Iraq News
Terrorism

Journalists risk all to cover ISIL in nothern Syria

By Waleed Abu al-Khair in Cairo

Journalist Akram Saleh stands at the entrance to Tel Abyad after it was liberated from the 'Islamic State of Iraq and the Levant'. He has been covering the war in northern Syria for four years. [Photo courtesy of Saleh]

Journalist Akram Saleh stands at the entrance to Tel Abyad after it was liberated from the 'Islamic State of Iraq and the Levant'. He has been covering the war in northern Syria for four years. [Photo courtesy of Saleh]

Journalists and media professionals covering the military operations against the "Islamic State of Iraq and the Levant" (ISIL) in northern Syria tell Diyaruna they face constant danger while reporting the news, with many losing their lives in the process.

ISIL does not respect the "moral code of war", said Kurdistan 24 channel correspondent Akram Saleh, who was one of the first journalists to cover the battle against ISIL in northern Syria.

Saleh was first embedded with the Kurdish People’s Protection Units (YPG) and then with the Syrian Democratic Forces (SDF), and is now with the Manbij Military Council (MMC), where he has been reporting on the battle for Manbij.

Owing to his work on the front lines, he told Diyaruna, he has come to consider "all areas to be dangerous, because of the possibility of the presence of sleeper cells left behind by ISIL elements and the latter’s use of thermal rockets".

ISIL has in many cases planted the areas it leaves behind with mines, he added, and its use of car bombs poses a serious threat.

He said he was injured while covering the fighting in al-Hasakeh earlier this year while trying to get away from a car bomb that ISIL had directed at his team.

In light of these dangers, Saleh said he puts "caution first, also familiarity with the geography of the area and knowledge of ISIL’s fronts".

MMC forces, for example, try as much as possible to keep journalists away from very dangerous areas, he said, and allow them to move about after mine sweeping and clearing operations are completed.

"The channel I work for obligates me to take protective measures, such as wearing a helmet and body armour, and has warned us more than once that failure to take protective measures makes us subject to penalties," he said.

Journalists killed on the job

"Many of those who work in the media field in northern Syria, and Kobani and Manbij and their rural areas specifically, were killed while doing field coverage of the ongoing war against ISIL," media activist and Kobani native Saleh Muslim Mohammed told Diyaruna.
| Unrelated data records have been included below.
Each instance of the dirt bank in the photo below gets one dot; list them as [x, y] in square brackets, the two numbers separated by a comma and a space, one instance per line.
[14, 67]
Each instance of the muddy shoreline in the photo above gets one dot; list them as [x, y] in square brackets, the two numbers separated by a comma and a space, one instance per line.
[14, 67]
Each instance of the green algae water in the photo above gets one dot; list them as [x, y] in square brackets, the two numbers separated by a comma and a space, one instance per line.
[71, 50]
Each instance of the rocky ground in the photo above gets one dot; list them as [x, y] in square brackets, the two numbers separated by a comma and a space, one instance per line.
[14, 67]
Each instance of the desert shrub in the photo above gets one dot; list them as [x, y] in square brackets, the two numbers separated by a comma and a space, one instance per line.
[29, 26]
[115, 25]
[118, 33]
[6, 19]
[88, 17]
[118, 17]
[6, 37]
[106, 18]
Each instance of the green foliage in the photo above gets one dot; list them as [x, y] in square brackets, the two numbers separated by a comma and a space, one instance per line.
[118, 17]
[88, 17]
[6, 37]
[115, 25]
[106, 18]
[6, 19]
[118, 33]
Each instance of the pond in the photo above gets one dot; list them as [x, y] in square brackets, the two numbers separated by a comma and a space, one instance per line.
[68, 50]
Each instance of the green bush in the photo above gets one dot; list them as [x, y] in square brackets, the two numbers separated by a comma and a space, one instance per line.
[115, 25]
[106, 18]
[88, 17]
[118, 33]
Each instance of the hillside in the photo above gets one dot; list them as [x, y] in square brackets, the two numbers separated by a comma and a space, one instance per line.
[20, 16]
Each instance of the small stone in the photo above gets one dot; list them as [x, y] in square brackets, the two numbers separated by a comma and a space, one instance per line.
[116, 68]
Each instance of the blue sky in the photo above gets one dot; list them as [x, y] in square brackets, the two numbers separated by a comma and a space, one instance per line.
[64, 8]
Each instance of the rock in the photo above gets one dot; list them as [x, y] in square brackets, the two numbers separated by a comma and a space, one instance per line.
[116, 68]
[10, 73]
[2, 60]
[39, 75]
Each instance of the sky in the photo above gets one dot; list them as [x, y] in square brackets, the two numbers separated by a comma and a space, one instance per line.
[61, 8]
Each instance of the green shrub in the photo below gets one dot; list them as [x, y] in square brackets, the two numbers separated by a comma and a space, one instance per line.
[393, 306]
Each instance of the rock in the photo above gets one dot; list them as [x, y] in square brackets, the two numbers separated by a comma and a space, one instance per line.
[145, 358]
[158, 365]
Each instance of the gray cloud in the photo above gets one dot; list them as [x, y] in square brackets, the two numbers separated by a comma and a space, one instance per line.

Among them was "Mazloum Bagok, who lost his life on September 28, 2014, and Rewan Zagros, who lost his life on December 21, 2014, and martyr Agiri Yilmaz, who lost her life on April 13, 2015, in the village of Khan Mamed in the Kobani region, while covering the campaign to liberate Kobani", he said.

"Arin Joudi was killed in a landmine explosion on January 31, 2016, in al-Hawl area in al-Hasakeh while doing her work, and Behoz Horan, born in 1995, was killed in Kobani on January 1, 2015, while covering the clashes with ISIL inside the city of Kobani," he added.

The latest to be killed was Mustafa Mohammed Shoukri, who was wounded during the campaign to liberate Manbij on July 13th, and was martyred later at a Qamishli hospital on July 19th, Mohammed said.

"ISIL is directly targeting journalists in the northern Syria region, and ISIL elements are deliberately and systematically committing acts of violence, in violation of all international conventions," Mohammed said.

Complex media landscape

Cairo University faculty of media professor Hassan Afifi told Diyaruna there are typically two types of journalists during wartime: the embedded journalist and the war correspondent.

In the Syrian war, the matter is more complex, he said, as young journalists have emerged who work for foreign agencies or local websites and agencies, while others do media coverage as part of their relief work or as activists.

The treatment of journalists by armed factions, including ISIL, deviates from all accepted war-time standards, he said, "as this group does not abide by any international law and pays no mind to international conventions".

"So you see journalists getting injured or killed while covering the fighting, both through direct targeting and in shelling or mine explosions," Afifi said.

He called on journalistic institutions that are active in the region to focus attention on the methods of covering battles involving ISIL and to train journalists how to operate on the battlefront, with an emphasis on safety.